Bakın, ben burada birkaç rakam vereyim: 2003'te vergi barışı yapıldıktan sonra -6 defa dedik- son 2014'te bir vergi barışı yapılmış. Şimdi ne oluyor yani neden oluyor? Bakıyorsunuz, belki buradaki bu aflarda devletin alacakları düşmüş olabilir diye düşünüyorsunuz, baktığınızda geçen af zamanında 100 milyar alacak var, bugünkü noktaya geldiğinizde yüzde 58 artmış, 158 milyara çıkmış. Vergiler ödenemez durumda. Neden ödenemiyor vergiler? Çünkü küçük esnafa yaptığınız hiçbir şey yok.

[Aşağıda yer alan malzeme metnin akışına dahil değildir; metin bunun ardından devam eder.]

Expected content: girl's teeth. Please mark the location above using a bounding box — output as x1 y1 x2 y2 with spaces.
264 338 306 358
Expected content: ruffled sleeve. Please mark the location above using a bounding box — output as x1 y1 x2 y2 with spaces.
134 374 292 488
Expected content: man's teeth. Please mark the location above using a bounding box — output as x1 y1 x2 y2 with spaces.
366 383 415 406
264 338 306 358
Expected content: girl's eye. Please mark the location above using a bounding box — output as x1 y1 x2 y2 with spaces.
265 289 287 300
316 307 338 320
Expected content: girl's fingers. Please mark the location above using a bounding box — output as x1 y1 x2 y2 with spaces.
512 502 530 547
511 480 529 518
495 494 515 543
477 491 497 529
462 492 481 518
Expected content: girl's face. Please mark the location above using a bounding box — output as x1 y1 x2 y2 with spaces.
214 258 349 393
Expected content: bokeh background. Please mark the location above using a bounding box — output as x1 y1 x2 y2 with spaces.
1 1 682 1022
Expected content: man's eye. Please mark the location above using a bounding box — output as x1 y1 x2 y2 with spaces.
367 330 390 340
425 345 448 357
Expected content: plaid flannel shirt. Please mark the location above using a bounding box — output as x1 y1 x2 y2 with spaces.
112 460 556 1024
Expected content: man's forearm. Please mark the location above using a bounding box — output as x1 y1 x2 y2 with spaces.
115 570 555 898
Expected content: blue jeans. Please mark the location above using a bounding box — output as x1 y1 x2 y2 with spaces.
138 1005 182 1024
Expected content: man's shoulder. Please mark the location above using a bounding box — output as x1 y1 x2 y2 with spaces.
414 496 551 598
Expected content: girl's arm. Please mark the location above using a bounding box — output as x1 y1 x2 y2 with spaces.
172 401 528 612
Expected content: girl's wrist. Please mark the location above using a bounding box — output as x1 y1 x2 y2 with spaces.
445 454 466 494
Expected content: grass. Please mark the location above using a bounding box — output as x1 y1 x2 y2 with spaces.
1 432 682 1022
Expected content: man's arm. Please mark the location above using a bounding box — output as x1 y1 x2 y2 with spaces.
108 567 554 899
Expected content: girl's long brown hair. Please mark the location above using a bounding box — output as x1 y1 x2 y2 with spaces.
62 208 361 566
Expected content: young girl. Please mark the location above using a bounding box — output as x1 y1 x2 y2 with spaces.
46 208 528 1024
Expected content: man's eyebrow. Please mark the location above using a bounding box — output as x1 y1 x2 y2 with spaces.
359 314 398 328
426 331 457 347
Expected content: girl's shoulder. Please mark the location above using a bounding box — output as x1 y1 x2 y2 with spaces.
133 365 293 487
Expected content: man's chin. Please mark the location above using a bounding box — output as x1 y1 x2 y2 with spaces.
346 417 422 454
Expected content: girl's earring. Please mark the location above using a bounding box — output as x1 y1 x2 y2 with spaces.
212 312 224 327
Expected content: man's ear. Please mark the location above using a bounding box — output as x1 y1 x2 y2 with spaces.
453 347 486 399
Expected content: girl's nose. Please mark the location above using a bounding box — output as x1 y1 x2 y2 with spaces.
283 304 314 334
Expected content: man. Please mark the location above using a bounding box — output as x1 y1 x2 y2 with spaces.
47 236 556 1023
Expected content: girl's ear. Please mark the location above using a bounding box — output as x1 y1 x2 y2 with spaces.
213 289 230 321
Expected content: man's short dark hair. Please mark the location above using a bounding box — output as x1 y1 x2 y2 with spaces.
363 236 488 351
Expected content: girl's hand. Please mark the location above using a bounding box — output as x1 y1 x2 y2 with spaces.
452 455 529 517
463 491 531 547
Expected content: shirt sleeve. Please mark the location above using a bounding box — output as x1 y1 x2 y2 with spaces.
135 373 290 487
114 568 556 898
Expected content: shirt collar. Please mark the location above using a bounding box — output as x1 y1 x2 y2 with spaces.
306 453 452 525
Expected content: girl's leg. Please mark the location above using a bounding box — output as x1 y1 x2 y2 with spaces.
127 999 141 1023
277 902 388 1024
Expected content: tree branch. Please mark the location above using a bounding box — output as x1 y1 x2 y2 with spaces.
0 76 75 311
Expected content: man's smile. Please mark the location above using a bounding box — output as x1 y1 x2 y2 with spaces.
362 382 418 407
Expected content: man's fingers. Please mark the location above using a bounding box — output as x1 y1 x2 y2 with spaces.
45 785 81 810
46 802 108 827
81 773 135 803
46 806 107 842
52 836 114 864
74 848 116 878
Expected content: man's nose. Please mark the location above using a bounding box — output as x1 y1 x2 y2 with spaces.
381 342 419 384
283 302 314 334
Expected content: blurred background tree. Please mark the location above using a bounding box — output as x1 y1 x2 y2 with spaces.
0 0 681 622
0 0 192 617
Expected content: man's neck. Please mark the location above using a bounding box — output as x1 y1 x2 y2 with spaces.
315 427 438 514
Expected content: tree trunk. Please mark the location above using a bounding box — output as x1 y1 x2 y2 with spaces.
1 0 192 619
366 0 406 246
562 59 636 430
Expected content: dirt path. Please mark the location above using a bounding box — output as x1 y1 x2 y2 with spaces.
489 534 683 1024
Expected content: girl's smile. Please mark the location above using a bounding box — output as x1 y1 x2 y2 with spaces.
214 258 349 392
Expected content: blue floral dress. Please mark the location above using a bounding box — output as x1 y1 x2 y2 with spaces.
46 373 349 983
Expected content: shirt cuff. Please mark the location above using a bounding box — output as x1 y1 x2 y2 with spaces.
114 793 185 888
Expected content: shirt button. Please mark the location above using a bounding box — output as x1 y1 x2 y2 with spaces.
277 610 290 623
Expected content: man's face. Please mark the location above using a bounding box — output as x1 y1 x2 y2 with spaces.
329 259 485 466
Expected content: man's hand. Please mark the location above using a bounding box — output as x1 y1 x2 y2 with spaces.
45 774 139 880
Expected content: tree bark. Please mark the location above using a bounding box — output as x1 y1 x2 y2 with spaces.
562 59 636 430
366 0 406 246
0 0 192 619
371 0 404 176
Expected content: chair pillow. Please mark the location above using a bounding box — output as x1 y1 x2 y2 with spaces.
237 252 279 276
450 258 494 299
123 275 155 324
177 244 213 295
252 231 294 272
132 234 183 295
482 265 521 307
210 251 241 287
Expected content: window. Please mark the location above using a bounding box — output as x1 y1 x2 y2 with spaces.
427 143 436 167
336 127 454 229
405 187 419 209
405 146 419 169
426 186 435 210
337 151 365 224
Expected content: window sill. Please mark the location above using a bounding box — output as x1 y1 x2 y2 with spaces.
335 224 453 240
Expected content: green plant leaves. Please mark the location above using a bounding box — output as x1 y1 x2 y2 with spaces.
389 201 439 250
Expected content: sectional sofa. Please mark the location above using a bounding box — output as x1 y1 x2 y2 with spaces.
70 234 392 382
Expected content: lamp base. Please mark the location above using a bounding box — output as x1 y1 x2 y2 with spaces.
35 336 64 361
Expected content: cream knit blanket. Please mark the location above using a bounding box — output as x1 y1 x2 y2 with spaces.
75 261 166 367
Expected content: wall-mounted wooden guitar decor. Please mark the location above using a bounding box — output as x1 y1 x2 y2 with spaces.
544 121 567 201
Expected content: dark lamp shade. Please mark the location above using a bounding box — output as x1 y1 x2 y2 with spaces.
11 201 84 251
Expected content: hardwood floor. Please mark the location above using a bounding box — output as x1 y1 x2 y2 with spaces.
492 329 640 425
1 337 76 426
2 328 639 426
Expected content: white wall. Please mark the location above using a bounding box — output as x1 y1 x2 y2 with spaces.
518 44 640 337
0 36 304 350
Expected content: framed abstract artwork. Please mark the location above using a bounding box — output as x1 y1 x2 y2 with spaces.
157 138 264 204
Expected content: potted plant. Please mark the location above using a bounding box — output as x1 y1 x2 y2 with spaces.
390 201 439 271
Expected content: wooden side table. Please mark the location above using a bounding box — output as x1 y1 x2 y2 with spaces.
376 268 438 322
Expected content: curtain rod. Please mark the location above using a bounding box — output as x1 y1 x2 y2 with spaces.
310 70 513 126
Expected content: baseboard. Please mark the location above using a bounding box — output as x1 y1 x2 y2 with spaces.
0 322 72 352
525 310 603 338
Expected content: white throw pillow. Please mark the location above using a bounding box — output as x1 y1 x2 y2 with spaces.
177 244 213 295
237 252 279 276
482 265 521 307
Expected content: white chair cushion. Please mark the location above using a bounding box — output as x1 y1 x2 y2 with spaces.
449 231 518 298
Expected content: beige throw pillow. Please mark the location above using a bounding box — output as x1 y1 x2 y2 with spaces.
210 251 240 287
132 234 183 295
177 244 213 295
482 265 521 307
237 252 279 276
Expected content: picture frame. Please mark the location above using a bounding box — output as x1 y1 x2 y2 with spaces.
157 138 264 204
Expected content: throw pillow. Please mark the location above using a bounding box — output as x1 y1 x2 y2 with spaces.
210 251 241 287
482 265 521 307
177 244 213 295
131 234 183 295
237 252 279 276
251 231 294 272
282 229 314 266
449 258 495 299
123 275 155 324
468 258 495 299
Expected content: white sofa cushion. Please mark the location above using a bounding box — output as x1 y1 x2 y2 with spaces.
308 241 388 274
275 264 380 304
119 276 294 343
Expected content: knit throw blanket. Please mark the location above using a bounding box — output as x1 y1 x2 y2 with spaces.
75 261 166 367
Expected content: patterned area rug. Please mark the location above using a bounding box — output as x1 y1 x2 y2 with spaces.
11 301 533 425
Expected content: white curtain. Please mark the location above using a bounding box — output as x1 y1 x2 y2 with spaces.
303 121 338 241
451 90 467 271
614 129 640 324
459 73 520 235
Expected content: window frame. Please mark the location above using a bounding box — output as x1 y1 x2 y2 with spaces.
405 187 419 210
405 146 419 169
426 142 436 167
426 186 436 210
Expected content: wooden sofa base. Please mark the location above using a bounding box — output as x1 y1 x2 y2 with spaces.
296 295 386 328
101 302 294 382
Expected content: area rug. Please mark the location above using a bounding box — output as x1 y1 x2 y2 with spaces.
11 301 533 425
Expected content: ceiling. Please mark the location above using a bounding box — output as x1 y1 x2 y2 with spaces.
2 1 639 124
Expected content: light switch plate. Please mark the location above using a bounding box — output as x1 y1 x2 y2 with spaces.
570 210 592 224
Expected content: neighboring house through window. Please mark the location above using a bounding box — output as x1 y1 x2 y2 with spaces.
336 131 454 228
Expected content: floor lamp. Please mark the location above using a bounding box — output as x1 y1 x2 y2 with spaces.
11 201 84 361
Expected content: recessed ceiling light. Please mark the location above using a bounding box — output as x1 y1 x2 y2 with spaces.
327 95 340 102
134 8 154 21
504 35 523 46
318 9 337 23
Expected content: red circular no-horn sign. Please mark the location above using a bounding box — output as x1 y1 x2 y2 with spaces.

Yani, burada bir örnekle bunu size anlatmaya çalışacağım, turizm sektörü. Tamamen iktidarın yanlış politikalarıyla, dış politika, iç politika hatalarıyla orada yatırım yapan yatırımcıyı, orada çalışan turizm emekçisini mahvettiniz. Şu anda Rusya'yla el sıkıştık. Antalya'nın geçen yıla göre sadece rakamı -bakın, geçen yıl da kötüydü- eksi yüzde 97 yazdı arkadaşlar. Ha, Almanya, Avrupa peki ne oldu? Oradan da, Almanya'dan 500 bin eksi yazdık. Burada, ne ekonominin ne ülkenin yönetilmediğini bir kere daha ifade etmek istiyorum. Antalya, Kapadokya, İstanbul, Muğla, Aydın oradaki insanlar evine ekmek götüremiyor bırakın vergi ödemeyi, evine ekmek götüremiyor; iflas eşiğinde. Maliye Bakanı da burada, diğer arkadaşlarım burada, buraya el atmadınız. Bu paketin içinde böyle bir şey yok, dibe vurmuş turizm sektörü, tarım sektörü dibe vurmuş, bunlara hiçbir şey yapmadınız; af üstüne af, vergi affı.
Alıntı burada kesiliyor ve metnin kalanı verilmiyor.